My very first post (gasp!)

In conversation with my charismatic neighbor the other day, he stated that he didn't think of Christ as a prophet (but that prophets exist today). I was tempted to say that he needed to read Hebrews, where Christ is named Prophet, Priest, and King. I'm glad I didn't, of course; it ain't there! 

That got me trying to be a good Berean. I was able to find ample evidence for my point using both OT and NT passages. In Matthew 21:33ff, there is the parable of the wicked farmers:

33“Hear another parable: There was a certain landowner who planted a vineyard and set a hedge around it, dug a winepress in it and built a tower. And he leased it to vinedressers and went into a far country. 34 Now when vintage-time drew near, he sent his servants to the vinedressers, that they might receive its fruit. 35 And the vinedressers took his servants, beat one, killed one, and stoned another. 36 Again he sent other servants, more than the first, and they did likewise to them. 37 Then last of all he sent his son to them, saying, ‘They will respect my son.’ 38 But when the vinedressers saw the son, they said among themselves, ‘This is the heir. Come, let us kill him and seize his inheritance.’

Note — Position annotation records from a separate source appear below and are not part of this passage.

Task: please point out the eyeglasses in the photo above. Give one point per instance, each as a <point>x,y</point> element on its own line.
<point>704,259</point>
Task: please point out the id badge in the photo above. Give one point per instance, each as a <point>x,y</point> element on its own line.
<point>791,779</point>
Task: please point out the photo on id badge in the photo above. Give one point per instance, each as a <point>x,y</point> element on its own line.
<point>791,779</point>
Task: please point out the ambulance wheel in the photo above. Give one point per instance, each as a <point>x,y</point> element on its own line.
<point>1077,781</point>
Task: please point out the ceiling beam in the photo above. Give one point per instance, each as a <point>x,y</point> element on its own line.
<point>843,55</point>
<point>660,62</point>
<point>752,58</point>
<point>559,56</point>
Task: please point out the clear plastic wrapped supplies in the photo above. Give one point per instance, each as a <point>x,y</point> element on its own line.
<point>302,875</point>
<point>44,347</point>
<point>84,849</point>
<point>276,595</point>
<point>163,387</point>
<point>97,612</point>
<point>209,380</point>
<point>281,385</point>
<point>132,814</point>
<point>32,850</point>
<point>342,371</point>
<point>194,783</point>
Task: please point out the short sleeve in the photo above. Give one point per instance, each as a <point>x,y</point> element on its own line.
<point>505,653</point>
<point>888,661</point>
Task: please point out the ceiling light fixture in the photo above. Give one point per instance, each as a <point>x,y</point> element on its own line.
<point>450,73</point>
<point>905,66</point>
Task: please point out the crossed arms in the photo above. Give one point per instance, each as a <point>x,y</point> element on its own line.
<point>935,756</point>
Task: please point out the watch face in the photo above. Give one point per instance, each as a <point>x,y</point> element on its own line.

It is clear that the owner of the vineyard is the Father, the vineyard is the nation of Israel, the servants are the prophets of the theocracy, the son is Christ, and the wicked farmers are the generations of the nation's leaders. In reading Robert Reymond's _A New Systematic Theology of the Christian Faith,_ Reymond gave me more than I had bargained for regarding this passage of Scripture. On p. 221f, in his discussion of the parable, Reymond says that Jesus was not just a prophet but the final prophet:

"From the word _hysteron_, finally, ... it is clear that Jesus represents himself as the last, the final ambassador, after whose sending nothing more can be done." (p. 222)​
Reymond goes on with great logic, much of which seems to depend upon the meaning of that word _hysteron_

Dynamite!! This should be the answer not only to my charismatic friend, but also to those who hold that Joseph Smith or Mohammed were prophets.

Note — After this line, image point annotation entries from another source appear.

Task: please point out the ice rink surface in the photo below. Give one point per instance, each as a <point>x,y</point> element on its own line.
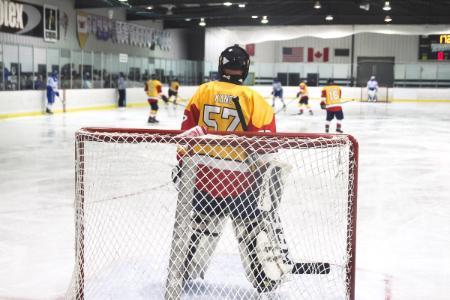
<point>403,233</point>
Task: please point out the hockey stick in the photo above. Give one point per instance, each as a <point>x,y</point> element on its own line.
<point>311,268</point>
<point>283,108</point>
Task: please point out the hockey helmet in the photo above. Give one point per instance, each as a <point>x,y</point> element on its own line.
<point>234,58</point>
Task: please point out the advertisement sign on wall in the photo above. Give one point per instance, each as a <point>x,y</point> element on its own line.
<point>28,19</point>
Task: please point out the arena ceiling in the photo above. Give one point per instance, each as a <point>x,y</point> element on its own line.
<point>188,13</point>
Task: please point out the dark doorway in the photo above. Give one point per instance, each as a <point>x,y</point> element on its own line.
<point>380,67</point>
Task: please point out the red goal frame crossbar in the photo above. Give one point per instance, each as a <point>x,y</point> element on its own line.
<point>109,134</point>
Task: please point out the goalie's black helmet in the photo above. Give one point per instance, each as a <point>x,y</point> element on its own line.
<point>234,58</point>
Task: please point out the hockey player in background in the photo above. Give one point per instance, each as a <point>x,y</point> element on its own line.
<point>153,88</point>
<point>372,89</point>
<point>331,102</point>
<point>277,92</point>
<point>174,85</point>
<point>227,184</point>
<point>304,98</point>
<point>52,91</point>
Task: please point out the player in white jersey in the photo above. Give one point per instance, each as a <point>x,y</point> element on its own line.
<point>52,91</point>
<point>277,92</point>
<point>372,89</point>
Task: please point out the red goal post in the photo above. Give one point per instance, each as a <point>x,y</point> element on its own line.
<point>126,203</point>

But wait a minute! This word seems to have a number of different renderings in English, depending upon the Bible translation used. Among them, "last of all" (NIV, KJV); "but afterward" (NASB); "finally" (Amplified, NLT, NKJV); "so" (New Century Version). Because of these different renderings, this key word is not particularly persuasive in showing that Jesus was the final prophet.

Additionally, I understand that all of those who spoke under the illumination of the Holy Spirit in the OT and NT were in some sense prophets. Do we then have to look at the ages of the other NT writers to see whether Jesus was the youngest/last among them? Can that even be determined?

The passage seems powerful. Can anyone provide references or thoughts that can strengthen my understanding?


----------



## Matthew1034

Welcome to PB from a fellow Reformed Baptist! 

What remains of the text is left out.